Frogwares has created several Sherlock Holmes adventure games on the PC, and its fifth installment is on the way. The first game of the series, Sherlock Holmes: The Mystery of the Mummy, is currently being remade specifically for the Nintendo DS in hopes of drawing in a new audience, the same audience that might prefer such games as Brain Age or Big Brain Academy. Focus Home Interactive came by to let us play a bit of The Mystery of the Mummy so we could get a feel for how it will work on a handheld.
In The Mystery of the Mummy, Sherlock Holmes is requested by Elisabeth Montcalfe to find out the truth about her father and explore her father's manor to unravel its secrets. Lord Montcalfe, a British archaeologist, has disappeared, and Scotland Yard believes that he killed himself by self-immolation. However, Elisabeth believes that her father may still be alive, which is why she has sent for the famous detective.
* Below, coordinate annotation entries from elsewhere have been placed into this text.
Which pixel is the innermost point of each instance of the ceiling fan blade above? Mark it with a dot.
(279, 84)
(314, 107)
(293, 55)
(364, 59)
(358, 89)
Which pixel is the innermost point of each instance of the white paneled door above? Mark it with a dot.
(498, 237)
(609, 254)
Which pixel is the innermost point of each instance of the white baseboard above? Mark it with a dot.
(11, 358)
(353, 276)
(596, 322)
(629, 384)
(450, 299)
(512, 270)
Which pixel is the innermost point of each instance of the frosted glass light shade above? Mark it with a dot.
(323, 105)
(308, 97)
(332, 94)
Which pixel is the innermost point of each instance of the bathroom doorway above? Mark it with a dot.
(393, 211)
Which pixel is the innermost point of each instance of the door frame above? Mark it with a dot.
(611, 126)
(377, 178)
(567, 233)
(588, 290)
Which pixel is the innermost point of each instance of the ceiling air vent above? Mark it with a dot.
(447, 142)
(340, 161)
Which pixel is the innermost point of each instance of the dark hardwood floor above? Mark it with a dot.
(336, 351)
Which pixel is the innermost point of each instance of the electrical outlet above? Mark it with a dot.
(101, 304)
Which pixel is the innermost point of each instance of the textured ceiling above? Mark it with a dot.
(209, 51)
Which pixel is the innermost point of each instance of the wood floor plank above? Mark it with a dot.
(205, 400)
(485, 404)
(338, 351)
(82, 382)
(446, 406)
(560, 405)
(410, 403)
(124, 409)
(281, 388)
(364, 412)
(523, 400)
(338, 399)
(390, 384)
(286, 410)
We had a chance to explore only a few rooms before getting stumped on a puzzle that would require some time and backtracking to solve, so we mostly focused on the changes that were made from the PC to the DS. We were able to drag the stylus around the screen to look at our surroundings. Like the PC games, The Mystery of the Mummy is in first-person view. If you keep the stylus on the pad, an icon will appear if there is something with which you can interact. It's also incredibly important to look on the floor and ceilings because you are in a 3D environment. The game wasn't finished yet, so we were told that there would be an indicator to let us know if we could travel to the next area, but icons such as the hand and the magnifying glass did appear when we approached specific objects. The hand let us pick up items used in puzzles, and the magnifying glass gave us a closer look at objects by zooming in to a new screen.
The inventory takes up the top screen, and the L button will bring it down to the touch screen for you to select the item that you want to use. It is quick and easy to switch back and forth, and to make things even more convenient, a notepad has been added. When you bring down the inventory window, a notepad icon is available with which you can pull up a blank screen to jot down your findings. All of the documents that you come across are also stored, and you can view them from the inventory panel. The letter that we had on us spanned the two DS screens, and you can use the stylus to move it around.
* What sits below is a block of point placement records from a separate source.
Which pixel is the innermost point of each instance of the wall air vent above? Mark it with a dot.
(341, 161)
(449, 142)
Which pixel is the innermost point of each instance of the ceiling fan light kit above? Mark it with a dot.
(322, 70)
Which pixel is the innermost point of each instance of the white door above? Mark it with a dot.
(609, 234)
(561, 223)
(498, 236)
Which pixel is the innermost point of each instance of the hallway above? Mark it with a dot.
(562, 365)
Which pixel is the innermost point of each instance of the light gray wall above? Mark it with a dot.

We didn't come across too many puzzles that involved more than a simple point-and-click solution. There was a puzzle that involved doing a bit of math with dates; this type of puzzle seems to come up often in this type of game. We were told of a clever way of solving a puzzle later in the game using the DS that includes using the top screen as a mirror. In this particular puzzle, you need to find a combination of numbers, and you have a piece of paper with symbols that you can't read. If you start to close the DS, the reflection of the symbols will appear on the top screen to show you the answer. We are also told that the game will have a hint system to provide you with tips. It won't offer any solutions, but it will ask whether or not you've done certain things. This will be perfect for you to turn to when you get stuck.
Visually the game looks about as good as it can get on the DS. Everything else, in terms of music, dialogue, and voice acting, is supposed to be the same as in the PC version. The only change is that it's on a much smaller screen with a not-so-impressive sound system. Hopefully the experience on the DS will be similar in terms of creating the right mood and ambiance so that players can feel immersed.
Frogwares has been working hard to keep adventure games alive with its Sherlock Holmes series and other games on the PC, and now that the company has moved toward the DS, it can provide to a different audience the same experience on a handheld. Sherlock Holmes: The Mystery of the Mummy is scheduled for an October release.